Mas se fosse só isso, seria simples e podia não ir mais longe. Neste Beaumarchais, para além de uma acumulação (desmontada e colada) de referências históricas, musicais e teatrais, há um outro processo em curso: trata-se de uma operação de deslocamento permanente. O lugar das coisas e o sentido da acção torna-se instável. As intenções de palavras, música e gesto, cruzam-se e confundem-se. Os cantores (que na estreia foram os do 1º elenco) não representam as personagens de Beaumarchais, mas fazem de cantores num estúdio de gravação. Actores fazem de técnicos de som desse estúdio. E ao mesmo tempo são actores, perturbando e insuflando caos na ordem musical definida pelo compositor Pedro Amaral.

Lá atrás, chegada à esquerda do palco, está a Orquestra Gulbenkian, que fica meia escondida. Problema difícil de resolver com uma orquestra tão grande em palco. O lugar parece secundarizá-la, mas a encenação procurou compensar esta dificuldade com interessantes soluções: os actores perturbam a música, mas também a trazem para a frente e a sublinham, em gestos contraditórios. Os actores são ali “técnicos de som”, e a escuta ganha, apesar de tudo, primazia. A comédia de enganos, duplicada, triplicada e desdobrada, potencia ainda toda esta enorme confusão. Mas de repente tudo faz sentido, e o que se foi desarrumando ganha um corpo comum numa reflexão humanista sobre o teatro.

Entre a perturbação da escuta e o “deixar ouvir”, entre a recusa da música e o seu intenso desejo (Mozart! Cherubino!), entre a quebra do teatro e a sua sucessiva reconstrução, Beaumarchais é uma quase-ópera que nos interpela, apesar do caos aparente, e nos convida para um meta-teatro que faz da música sua profana companheira.  A música de Pedro Amaral, coerente e até respeitosa de uma certa tradição, com uma escrita orquestral complexa e por vezes empolgante, procura vocalmente soluções simples para problemas complicados. E resolve-os quase sempre bem, no meio de tantos equívocos. Equívocos? Desencontros? Incoerências? Leituras distantes das ideias dos textos de Beaumarchais pelo teatro e pela composição musical? Também os há. Mas, surpresa das surpresas, tudo se conjuga numa estranha unidade. À “carta da desgraça” procura dar-se um sentido político actual discutível (é preciso descer bem fundo e tudo fazer perigar para tudo se salvar no último momento). Ali, contudo, a música de Pedro Amaral transporta ainda uma bela desesperada esperança. Um piano solo (tocado por Joana Gama) muda a música de cores e faz dos últimos momentos do espectáculo uma pausa para reflectir. Que pode vir ainda?

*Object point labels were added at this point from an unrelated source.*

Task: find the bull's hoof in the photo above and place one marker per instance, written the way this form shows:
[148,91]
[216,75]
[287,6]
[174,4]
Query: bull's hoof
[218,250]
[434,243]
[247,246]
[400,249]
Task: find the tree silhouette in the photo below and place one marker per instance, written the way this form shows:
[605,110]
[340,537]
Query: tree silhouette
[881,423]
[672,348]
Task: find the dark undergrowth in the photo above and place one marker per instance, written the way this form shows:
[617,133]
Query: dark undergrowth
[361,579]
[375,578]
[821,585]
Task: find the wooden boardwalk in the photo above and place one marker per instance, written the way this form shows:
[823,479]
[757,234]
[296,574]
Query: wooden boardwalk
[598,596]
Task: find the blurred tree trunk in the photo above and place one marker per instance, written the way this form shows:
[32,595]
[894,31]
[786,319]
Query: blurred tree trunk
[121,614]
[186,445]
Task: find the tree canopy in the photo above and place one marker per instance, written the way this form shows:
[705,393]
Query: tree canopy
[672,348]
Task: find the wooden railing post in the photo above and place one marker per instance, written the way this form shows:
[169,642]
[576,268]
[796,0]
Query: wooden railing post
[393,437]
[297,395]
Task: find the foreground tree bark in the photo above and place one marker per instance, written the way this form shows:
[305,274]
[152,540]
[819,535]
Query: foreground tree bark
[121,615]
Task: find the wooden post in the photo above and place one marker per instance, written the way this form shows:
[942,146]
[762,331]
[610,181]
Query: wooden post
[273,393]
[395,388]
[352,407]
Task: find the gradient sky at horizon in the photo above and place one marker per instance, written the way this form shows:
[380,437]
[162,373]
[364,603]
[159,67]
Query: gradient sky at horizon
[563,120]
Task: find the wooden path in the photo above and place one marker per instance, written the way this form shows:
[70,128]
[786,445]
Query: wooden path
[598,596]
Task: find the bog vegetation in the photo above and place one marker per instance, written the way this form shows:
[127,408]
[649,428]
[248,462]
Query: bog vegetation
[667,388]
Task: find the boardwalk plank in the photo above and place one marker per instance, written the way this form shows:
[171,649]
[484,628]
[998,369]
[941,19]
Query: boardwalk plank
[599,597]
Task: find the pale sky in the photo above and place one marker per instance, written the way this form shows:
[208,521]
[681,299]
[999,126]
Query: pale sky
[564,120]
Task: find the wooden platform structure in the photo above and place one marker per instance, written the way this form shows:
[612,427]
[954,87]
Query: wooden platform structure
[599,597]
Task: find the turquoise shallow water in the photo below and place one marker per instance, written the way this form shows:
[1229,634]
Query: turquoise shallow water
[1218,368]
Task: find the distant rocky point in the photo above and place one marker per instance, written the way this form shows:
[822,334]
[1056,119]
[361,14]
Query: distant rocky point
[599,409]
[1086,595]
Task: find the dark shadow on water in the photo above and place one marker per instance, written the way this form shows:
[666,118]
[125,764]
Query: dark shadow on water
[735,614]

Um excelente número vocal, subitamente, leva as comédias escaqueiradas todas para outro lugar, onde se pode pensar ainda uma comunidade possível. Nesse momento,  “técnicos” e “artistas”, actores e cantores, juntam-se num coro final que resgata a possibilidade de uma união, apesar das classes e das lutas sociais, apesar dos cinismos e das hipocrisias aristocráticas, apesar dos tiques, das hierarquias, dos desrespeitos dos artistas uns pelos outros e de outras maldades. Salva-se o teatro e os seus trabalhadores, actores, técnicos, cantores, músicos. E o número corre bem. E todos se abraçam no estúdio de gravação.

Tudo afinal se partiu para tudo se juntar, como nas comédias burguesas de Beaumarchais, como em Mozart. Com uma nova liberdade, à espreita.